After that, he spent the rest of the night hitting on my girlfriend. I didn't mind at all. Cause I fuckin' love irony.

Gurf, Slaid's producer, and his wife Brende sat across from me. "I can just picture your first date," I said.

Gurf: Everybody always screws up my name.
Brende: Me too!

There's only one other thing I remember from that night: during Gillmore's set, Neil Young walked in (go figure). (Important visual note: He suffers from a male-pattern bald spot, which makes him look somewhat monkish. That's not important, but I figured you'd want to know.)

I was probably the only one in the room who wished Steve Stills had shown up instead of Young. Let me explain: Stills carries a reputation for being a total asshole, whereas Young is ultimately cool. So I wouldn't bother Young, but I'd have no problem sticking a tape recorder in Stills' face.

"So... what's it like being a short, fat, ex-rock star," I'd ask. If you ask the right questions, the answer doesn't really matter and flying fists would have landed me the front page of the National Enquirer.

Again, I digress.

Saturday night still seems a little blurry, but I do recall that my Powerful Music Biz Brother Who Really Doesn't Want To Hear Your Fuckin' Demo (not you Tor) got us VIP passes at La Zona Rosa for Sister 7, one of his clients and a kick-ass band.

You know what that meant. Free beer.

And my brother did a cool thing. He was given several VIP passes to distribute to music business heavyweights, but he gave away two of them to Beth and John -- true fans of Sister 7. As far as I can tell, Beth and John were the only VIPs who showed up besides us, with the exception of some dipshit attorney. But dipshit attorneys (not you Rick) always have a way of showing up.

The night went swimmingly. I wanted to give that Beth girl a poke or two, frankly, and John was hitting on Karin a bit. Dan's wife, Georgia, eventually danced with all of us, so god knows what was on her mind.

Poor brother Dan. Working, working, working and then afterwards, driving.

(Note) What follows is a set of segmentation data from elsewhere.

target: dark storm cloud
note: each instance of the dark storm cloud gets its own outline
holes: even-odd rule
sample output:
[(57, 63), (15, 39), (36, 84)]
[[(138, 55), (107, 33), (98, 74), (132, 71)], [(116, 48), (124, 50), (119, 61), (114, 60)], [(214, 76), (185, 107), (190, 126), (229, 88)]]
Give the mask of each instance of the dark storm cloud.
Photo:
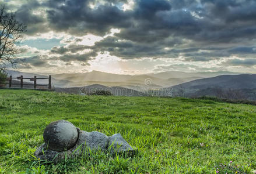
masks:
[[(51, 53), (63, 55), (58, 59), (65, 61), (86, 61), (106, 51), (123, 59), (182, 56), (190, 61), (256, 53), (256, 1), (137, 0), (132, 10), (124, 11), (121, 6), (125, 2), (48, 0), (40, 3), (33, 0), (22, 5), (16, 13), (20, 21), (28, 23), (29, 34), (54, 30), (76, 36), (103, 36), (112, 28), (121, 29), (114, 37), (104, 38), (92, 46), (54, 47)], [(91, 3), (95, 8), (90, 8)], [(44, 8), (45, 17), (33, 13), (40, 8)], [(77, 53), (86, 49), (93, 51)], [(247, 63), (239, 60), (237, 64)]]
[(100, 5), (95, 9), (89, 6), (92, 1), (50, 1), (46, 3), (50, 27), (57, 31), (72, 34), (93, 33), (104, 35), (112, 27), (129, 26), (129, 12), (124, 12), (111, 3)]
[(247, 59), (245, 60), (241, 60), (239, 59), (231, 59), (225, 62), (223, 64), (234, 66), (250, 67), (256, 65), (256, 59)]
[(22, 67), (20, 68), (30, 68), (33, 67), (54, 67), (55, 66), (50, 64), (47, 60), (45, 59), (47, 58), (46, 56), (34, 56), (27, 58), (24, 59), (24, 66), (22, 64)]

But before we left, we went back stage to tell Sister 7 how badass they were. After all, they had to follow John Paul Jones of Led Zeppelin fame, no mean feat since Jones' band performs instrumentals of LZ songs and employs a nasty pedal steel where Jimmy Page's guitar should be. Awesome.

Once we got past backstage security, I went up to Darrell Phillips, Sister 7's bass player, whipped out my tape recorder and started interviewing him. The Q&A went off so well, I didn't have the heart to tell them I had failed to put a tape into the machine.

After that, we all did a Gumby imitation to the car (except for our designated driver, Pokie) and headed home, where we had our own private Mardi Gras. Good breeding and common sense (not mine, for fuck's sake) prevent me from commenting further.

Wait. I remember Karin's answer now.

"He licks pussy real good."

You're a good girl, Karin. And let's not forget: I can open pickle jars and kill spiders too.